One of the ways to solve this is to give up the $\sigma$-additivity of the measure. Another way is to use Borel codes. Borel codes are effective recipes to make sets of real numbers, we take not just any unions and intersections and complements (like we would normally), but we also "keep track" of what we did so far.

Fortunately there is always a surjective map from the real numbers onto Borel codes, so even without choice there are not too many of them (even if all sets are Borel, not all of them have codes). There is quite a rich theory about these sets and how we can develop a measure on them, you can read it on Fremlin, Measure Theory, vol. 5.
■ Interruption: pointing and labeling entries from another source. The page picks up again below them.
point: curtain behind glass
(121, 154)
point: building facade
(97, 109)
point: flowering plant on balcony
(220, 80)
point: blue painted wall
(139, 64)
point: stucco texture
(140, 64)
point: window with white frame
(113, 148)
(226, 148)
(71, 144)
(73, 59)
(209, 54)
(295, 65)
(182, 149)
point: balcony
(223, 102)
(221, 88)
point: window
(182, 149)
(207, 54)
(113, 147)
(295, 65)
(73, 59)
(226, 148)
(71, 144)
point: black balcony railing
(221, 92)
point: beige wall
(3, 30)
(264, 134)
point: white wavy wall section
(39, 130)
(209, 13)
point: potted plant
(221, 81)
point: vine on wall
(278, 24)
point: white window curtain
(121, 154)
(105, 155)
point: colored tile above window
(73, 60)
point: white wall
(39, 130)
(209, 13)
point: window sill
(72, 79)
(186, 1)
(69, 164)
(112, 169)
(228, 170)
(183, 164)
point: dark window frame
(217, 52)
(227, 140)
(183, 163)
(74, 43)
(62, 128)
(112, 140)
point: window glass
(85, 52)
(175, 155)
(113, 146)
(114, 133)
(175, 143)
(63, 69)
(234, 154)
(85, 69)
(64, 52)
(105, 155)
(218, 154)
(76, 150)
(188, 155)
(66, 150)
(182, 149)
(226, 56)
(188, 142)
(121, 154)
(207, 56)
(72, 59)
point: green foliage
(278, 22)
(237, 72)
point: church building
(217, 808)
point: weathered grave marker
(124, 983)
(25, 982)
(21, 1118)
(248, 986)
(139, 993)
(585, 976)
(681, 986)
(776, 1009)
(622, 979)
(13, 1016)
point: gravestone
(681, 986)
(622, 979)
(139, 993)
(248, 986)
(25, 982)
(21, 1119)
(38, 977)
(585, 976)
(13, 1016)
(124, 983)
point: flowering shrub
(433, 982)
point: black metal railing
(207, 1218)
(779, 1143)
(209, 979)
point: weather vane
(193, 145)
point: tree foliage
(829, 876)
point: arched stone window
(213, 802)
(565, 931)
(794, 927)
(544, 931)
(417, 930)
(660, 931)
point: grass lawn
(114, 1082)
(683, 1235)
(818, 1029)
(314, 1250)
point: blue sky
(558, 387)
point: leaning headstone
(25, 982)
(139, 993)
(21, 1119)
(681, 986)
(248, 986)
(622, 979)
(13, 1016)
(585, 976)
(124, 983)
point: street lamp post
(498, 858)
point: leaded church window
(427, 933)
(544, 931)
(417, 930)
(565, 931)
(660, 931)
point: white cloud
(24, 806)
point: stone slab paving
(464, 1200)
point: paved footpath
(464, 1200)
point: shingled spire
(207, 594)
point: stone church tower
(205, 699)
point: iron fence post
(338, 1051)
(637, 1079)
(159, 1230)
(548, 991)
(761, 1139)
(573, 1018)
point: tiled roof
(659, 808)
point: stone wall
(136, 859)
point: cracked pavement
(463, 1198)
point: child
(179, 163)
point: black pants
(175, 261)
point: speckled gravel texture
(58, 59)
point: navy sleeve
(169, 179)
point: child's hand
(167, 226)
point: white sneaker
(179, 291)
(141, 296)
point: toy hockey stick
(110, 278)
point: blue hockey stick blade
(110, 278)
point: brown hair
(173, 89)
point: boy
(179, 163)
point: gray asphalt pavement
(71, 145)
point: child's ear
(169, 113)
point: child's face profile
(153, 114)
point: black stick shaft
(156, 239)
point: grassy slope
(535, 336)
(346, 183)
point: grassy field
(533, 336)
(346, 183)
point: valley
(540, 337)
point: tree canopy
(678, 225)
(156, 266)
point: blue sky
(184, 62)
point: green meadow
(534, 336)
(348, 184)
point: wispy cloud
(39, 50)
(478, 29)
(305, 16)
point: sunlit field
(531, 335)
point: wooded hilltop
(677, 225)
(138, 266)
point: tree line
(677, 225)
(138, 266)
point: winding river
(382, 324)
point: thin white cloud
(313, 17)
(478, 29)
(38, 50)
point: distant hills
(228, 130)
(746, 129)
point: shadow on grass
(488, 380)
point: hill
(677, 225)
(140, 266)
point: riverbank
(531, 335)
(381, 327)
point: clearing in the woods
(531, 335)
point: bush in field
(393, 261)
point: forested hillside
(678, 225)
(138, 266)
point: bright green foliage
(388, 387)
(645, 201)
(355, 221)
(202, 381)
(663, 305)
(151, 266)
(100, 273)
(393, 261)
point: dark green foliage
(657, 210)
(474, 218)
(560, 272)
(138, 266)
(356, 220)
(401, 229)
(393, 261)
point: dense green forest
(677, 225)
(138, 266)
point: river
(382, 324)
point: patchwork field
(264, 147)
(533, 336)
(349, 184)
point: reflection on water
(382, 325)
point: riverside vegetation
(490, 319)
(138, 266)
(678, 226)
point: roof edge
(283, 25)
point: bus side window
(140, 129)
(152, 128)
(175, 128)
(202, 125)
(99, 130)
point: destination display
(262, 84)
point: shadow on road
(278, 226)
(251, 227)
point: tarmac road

I should also note that I recently discovered that it is consistent with ZF that:

  1. Every countable union of countable sets of real numbers is countable;
  2. Every set of real numbers is Borel (in the sense that the smallest $\sigma$-algebra containing the open sets is $\mathcal P(\mathbb R)$)
  3. The cofinality of $\omega_1$ is countable. Namely, $\omega_1$ is the countable union of countable ordinals.

Therefore measure theory can get screwed even if the real numbers are not a countable union of countable sets.

In terms of choice principles, the axiom of countable choice is usually enough to conclude that measure theory behaves nicely, and dependent choice (which is slightly stronger) is certainly enough to develop almost all classical analysis and basic measure theory. Both would imply that $\omega_1$ is regular and that not all sets of real numbers are Borel.